Where do I specify --platform linux/arm64 in the ./launcher rebuild app sequence?
I need to test Discourse/Docker locally on M1.
Would be great to set this until such point as ARM build is fully implemented.
best regards,
Walker
Where do I specify --platform linux/arm64 in the ./launcher rebuild app sequence?
I need to test Discourse/Docker locally on M1.
Would be great to set this until such point as ARM build is fully implemented.
best regards,
Walker
Discourse doesn’t work on arm64 at the moment, so there is no switch in launcher for it.
We are actively working on it, and we have quite a few members of our team running it on M1 already, but it still requires a branch of libv8, which is a transitive dependency coming from miniracer.
Thanks Rafael.
You all rock.
best,
Walker
You could try the docker args param launcher has, it may work
How’s it looking in dev performance wise?
Incredible performance for single core Rails work, like Topic Create or Topic view. Still a lot slower than any recent x86_64 offering in multicore or anything that touches disk IO.
I see. Thanks for this info. I think the software support for M1 will take some time to get right but future is looking bright.
It sounds notorious but it makes me a little happy that my recently bought device isn’t obsolete all of a sudden.
If that doesn’t work, you can use the DOCKER_DEFAULT_PLATFORM
environment variable. I currently have:
export DOCKER_DEFAULT_PLATFORM=linux/amd64
in my zsh profile. When using Docker I pretty much always want the architecture to match production systems.

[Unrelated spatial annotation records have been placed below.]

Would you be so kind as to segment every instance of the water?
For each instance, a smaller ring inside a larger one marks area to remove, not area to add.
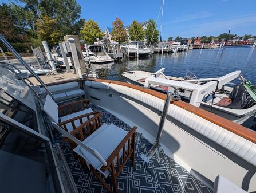
[[[223,49],[194,49],[172,54],[153,54],[152,57],[136,60],[124,59],[119,63],[92,65],[99,78],[124,81],[120,75],[129,70],[155,72],[164,67],[166,75],[183,77],[186,70],[198,77],[223,76],[235,70],[256,84],[256,49],[251,46],[227,46]],[[237,81],[237,82],[238,81]]]

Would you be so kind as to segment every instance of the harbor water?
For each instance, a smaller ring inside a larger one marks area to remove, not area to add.
[[[190,70],[199,78],[217,77],[241,70],[245,78],[256,84],[256,49],[251,46],[241,46],[221,49],[194,49],[154,54],[145,58],[125,58],[117,63],[92,65],[99,78],[123,81],[124,80],[120,74],[124,72],[143,70],[153,73],[162,68],[166,68],[166,75],[183,77],[186,70]]]

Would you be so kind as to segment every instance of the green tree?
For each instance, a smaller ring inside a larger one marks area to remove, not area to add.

Compared to previous generation MacBooks it’s a big improvement, even though the filesystem performance issues still exist. A high-end linux desktop is still going to beat it though.
For example, I can run bin/turbo_rspec
on core in about 2m50s (M1 Macbook pro, with Discourse, Redis & Postgres running natively). Team members on high-end linux desktops can do that in about 1 minute.
whats the roadmap for this to be enabled as stable
?
We need a new mini racer / v8 gem to be released, no eta yet, we are testing alpha versions at the moment
@sam and how are tests going? Im highly interested in M1-compatible version.
Its not that bad timing… there are people (developers) out there who dont even come close to this…
For development of Discourse on M1, you can find some info over on the Rails forum: Tips and tricks for developing Rails applications on Apple Silicon - rubyonrails-talk - Ruby on Rails Discussions. A few of us on the team are using this day-to-day, and it works.
I would not recommend trying to run a production Discourse server on M1 though.
if so, than why do not release it to GA?
I would not recommend trying to run a production Discourse server on M1 though.
Why not?
Its absolutely lovely. I’m lost for words on how to thank you for this. Great job.
Also, is the M1 macbook air good enough for discourse dev?
I suppose so
Its absolutely lovely. I’m lost for words on how to thank you for this. Great job.
I suppose spreading word about Discourse would be enough…
I don’t follow… all of this is public, you can follow those instructions yourself and get things going.
Our production install instructions are intended for running on an AMD64 linux host. You might be able to get it running on other OS/architectures using the tips in this topic, but there are no guarantees.
Absolutely. I have the Pro, but we also have people using M1 MacBook Airs and Mac Minis. There seems to be very little performance difference between them in our development benchmarks.
where? in official public repo?
In the article I linked:
We didn’t make any changes to Discourse that are in some private development branch, if that’s what you’re wondering. You can get Discourse to work on an M1 system by installing the ARM64 versions of dependencies we use, which is in the guide posted above by David.
We would all like the official repo to work with the new hardware right and not some code hidden in the closet.